Required Permissions#
No permissions required.
Base Command#
mirror-investigation
Input#
| Argument Name | Description | Required |
|---|---|---|
| type | The mirroring type. Can be "all", which mirrors everything, "chat", which mirrors only chats (not commands), or "none", which stops all mirroring. Possible values are: all, chat, none. Default is all. | Optional |
| autoclose | Whether the channel is auto-closed when an investigation is closed. Possible values are: true, false. Default is true. | Optional |
| direction | The mirroring direction. Possible values are: Both, FromDemisto, ToDemisto. Default is Both. | Optional |
| channel | The name of the channel. The default is "incident-<incidentID>". | Optional |
| kickAdmin | Whether to remove the admin from the newly created channel. Default value is false. Possible values are: true, false. Default is false. | Optional |
| mirrorTo | Mirrors the investigation to a group (private channel) or a public channel. Default is group. Possible values are: group, channel. Default is group. | Optional |
Context Output#
There is no context output for this command.
close-channel#
Closes a mirrored Mattermost channel.
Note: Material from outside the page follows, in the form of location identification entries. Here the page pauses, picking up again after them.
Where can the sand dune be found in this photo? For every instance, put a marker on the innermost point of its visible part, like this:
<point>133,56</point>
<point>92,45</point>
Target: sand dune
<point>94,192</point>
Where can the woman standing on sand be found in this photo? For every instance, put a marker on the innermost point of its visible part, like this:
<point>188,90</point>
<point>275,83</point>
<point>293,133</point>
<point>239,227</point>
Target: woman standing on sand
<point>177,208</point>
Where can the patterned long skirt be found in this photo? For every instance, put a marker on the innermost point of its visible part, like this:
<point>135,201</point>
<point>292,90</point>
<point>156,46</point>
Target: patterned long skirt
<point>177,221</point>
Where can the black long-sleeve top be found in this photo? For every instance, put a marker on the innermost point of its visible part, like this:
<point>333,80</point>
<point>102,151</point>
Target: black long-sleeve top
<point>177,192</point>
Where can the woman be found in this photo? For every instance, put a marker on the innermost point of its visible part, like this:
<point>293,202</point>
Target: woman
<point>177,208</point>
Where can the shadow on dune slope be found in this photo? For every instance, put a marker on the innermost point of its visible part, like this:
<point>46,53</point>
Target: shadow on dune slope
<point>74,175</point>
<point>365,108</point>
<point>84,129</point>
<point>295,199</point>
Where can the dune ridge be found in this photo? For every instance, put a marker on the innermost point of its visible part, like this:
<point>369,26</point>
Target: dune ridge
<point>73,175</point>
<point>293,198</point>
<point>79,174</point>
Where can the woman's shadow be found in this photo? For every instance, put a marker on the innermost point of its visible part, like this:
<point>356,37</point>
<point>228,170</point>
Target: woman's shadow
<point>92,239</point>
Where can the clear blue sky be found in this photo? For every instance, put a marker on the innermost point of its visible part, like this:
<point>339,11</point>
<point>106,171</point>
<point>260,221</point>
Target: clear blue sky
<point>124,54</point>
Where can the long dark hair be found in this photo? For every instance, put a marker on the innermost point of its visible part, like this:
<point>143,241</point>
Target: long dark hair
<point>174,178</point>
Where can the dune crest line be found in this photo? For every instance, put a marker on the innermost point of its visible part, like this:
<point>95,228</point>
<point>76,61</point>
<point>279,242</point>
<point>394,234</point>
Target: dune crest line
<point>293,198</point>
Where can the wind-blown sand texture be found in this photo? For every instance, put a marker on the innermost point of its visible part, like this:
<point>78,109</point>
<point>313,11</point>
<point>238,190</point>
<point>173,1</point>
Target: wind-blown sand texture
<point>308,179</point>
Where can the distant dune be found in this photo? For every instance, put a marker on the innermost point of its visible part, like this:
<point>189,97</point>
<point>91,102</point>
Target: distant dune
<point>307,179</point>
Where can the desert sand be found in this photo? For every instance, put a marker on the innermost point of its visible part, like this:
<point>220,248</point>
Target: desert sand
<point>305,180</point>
If not provided, the mirrored investigation channel is archived (if the channel exists).
Base Command#
close-channel
Input#
| Argument Name | Description | Required |
|---|---|---|
| team_name | The team name of the channel to delete. Default value is the team name from the integration configuration. | Optional |
| channel_name | The channel name of the channel to delete. | Optional |
Context Output#
There is no context output for this command.
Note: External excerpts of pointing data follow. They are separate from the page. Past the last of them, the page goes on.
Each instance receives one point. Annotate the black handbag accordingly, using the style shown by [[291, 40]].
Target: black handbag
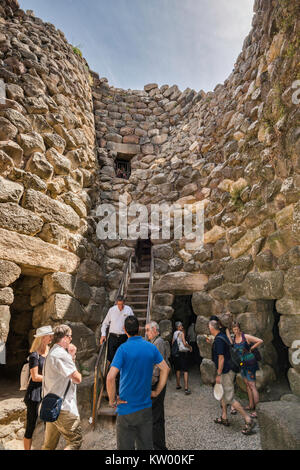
[[51, 405]]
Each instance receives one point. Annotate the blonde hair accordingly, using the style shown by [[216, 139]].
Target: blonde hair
[[36, 344]]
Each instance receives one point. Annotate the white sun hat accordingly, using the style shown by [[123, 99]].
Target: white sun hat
[[218, 392], [44, 331]]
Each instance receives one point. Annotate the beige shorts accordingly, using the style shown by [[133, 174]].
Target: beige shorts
[[227, 381]]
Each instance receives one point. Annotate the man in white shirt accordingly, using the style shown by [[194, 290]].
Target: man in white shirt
[[59, 371], [115, 320]]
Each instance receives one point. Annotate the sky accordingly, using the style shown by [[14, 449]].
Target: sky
[[190, 43]]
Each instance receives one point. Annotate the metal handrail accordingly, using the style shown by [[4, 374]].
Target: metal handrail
[[149, 303]]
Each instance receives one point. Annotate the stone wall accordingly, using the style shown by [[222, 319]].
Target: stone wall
[[237, 150]]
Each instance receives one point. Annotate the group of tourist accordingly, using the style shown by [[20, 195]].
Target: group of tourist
[[137, 378]]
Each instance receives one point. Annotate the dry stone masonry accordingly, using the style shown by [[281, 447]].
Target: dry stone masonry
[[236, 149]]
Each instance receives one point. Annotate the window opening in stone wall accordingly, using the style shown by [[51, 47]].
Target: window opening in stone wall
[[183, 311], [282, 364]]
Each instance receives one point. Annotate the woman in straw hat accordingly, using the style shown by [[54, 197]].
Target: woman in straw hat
[[38, 352]]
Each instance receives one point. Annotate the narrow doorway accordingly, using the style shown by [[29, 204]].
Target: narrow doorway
[[183, 311]]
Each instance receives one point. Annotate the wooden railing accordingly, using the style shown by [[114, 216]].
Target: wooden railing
[[101, 369], [149, 303]]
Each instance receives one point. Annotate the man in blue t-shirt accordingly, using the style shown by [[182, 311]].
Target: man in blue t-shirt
[[135, 360]]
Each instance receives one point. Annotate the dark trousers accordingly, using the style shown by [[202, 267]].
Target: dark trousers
[[158, 417], [134, 431], [32, 416], [114, 342]]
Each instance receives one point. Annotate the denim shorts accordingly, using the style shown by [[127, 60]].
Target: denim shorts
[[248, 374]]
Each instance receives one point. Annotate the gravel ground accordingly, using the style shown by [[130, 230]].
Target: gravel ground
[[189, 424], [190, 421]]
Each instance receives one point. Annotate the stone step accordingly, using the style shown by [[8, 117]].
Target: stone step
[[137, 291], [137, 298], [137, 304]]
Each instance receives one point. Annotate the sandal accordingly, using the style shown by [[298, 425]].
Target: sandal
[[247, 430], [223, 421]]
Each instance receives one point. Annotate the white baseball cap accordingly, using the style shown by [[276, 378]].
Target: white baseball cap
[[44, 331]]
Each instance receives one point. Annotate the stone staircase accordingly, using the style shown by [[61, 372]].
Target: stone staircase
[[137, 297]]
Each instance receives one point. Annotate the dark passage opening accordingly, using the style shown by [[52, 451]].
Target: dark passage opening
[[20, 327], [183, 311], [282, 364]]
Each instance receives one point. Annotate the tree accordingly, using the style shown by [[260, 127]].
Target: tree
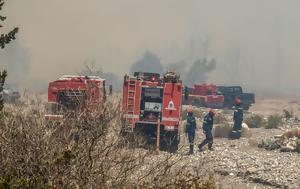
[[5, 39]]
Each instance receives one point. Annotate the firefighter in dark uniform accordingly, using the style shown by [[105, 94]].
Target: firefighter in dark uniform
[[207, 130], [238, 116], [190, 129]]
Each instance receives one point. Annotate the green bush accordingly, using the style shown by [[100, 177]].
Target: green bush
[[288, 114], [274, 121], [255, 121], [197, 113], [298, 146]]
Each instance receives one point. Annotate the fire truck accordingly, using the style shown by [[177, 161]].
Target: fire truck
[[74, 93], [203, 95], [151, 107]]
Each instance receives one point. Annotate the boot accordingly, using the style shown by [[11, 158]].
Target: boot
[[191, 150], [200, 146], [210, 148]]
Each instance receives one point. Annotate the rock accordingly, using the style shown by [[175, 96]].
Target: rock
[[246, 131], [251, 170]]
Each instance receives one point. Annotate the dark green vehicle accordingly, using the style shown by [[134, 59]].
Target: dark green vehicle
[[232, 92]]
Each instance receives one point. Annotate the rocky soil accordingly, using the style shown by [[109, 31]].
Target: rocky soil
[[241, 164]]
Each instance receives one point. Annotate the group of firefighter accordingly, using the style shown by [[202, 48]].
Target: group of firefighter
[[207, 126]]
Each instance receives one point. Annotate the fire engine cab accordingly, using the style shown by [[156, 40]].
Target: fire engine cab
[[75, 93], [151, 105]]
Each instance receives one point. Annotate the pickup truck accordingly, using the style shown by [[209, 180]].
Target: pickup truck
[[232, 92]]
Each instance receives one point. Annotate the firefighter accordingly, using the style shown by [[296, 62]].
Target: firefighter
[[190, 129], [207, 130], [237, 119], [186, 93]]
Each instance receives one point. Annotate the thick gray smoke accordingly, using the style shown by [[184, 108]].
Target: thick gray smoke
[[199, 70], [17, 61], [255, 42], [90, 69], [148, 63]]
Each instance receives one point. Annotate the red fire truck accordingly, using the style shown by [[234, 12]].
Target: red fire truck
[[203, 95], [151, 105], [75, 93]]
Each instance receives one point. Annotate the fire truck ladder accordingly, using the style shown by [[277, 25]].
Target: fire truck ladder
[[129, 121]]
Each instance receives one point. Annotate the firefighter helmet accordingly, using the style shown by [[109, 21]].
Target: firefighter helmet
[[237, 101], [212, 112]]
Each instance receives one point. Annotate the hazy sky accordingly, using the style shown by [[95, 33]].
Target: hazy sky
[[256, 43]]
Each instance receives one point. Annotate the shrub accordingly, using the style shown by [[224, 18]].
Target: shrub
[[255, 121], [298, 146], [222, 130], [85, 151], [288, 114], [273, 122]]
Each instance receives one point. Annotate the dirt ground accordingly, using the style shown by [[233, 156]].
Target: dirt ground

mattermost-mirror-investigation#
Mirrors the investigation between Mattermost and the Cortex XSOAR War Room.
Required Permissions#
No permissions channel.
Base Command#
mattermost-mirror-investigation
Input#
| Argument Name | Description | Required |
|---|---|---|
| type | The mirroring type. Can be "all", which mirrors everything, "chat", which mirrors only chats (not commands), or "none", which stops all mirroring. Possible values are: all, chat, none. Default is all. | Optional |
| autoclose | Whether the channel is auto-closed when an investigation is closed. Possible values are: true, false. Default is true. | Optional |
| direction | The mirroring direction. Possible values are: Both, FromDemisto, ToDemisto. Default is Both. | Optional |
| channel | The name of the channel. The default is "incident-<incidentID>". | Optional |
| kickAdmin | Whether to remove the admin from the newly created channel. Default value is false. Possible values are: true, false. Default is false. | Optional |
| mirrorTo | Mirrors the investigation to a group (private channel) or a public channel. Possible values are: group, channel. Default is group. | Optional |
Context Output#
There is no context output for this command.
Breaking changes from the previous version of this integration - Mattermost v2#
A new required configuration parameters was added: Bot Access Token.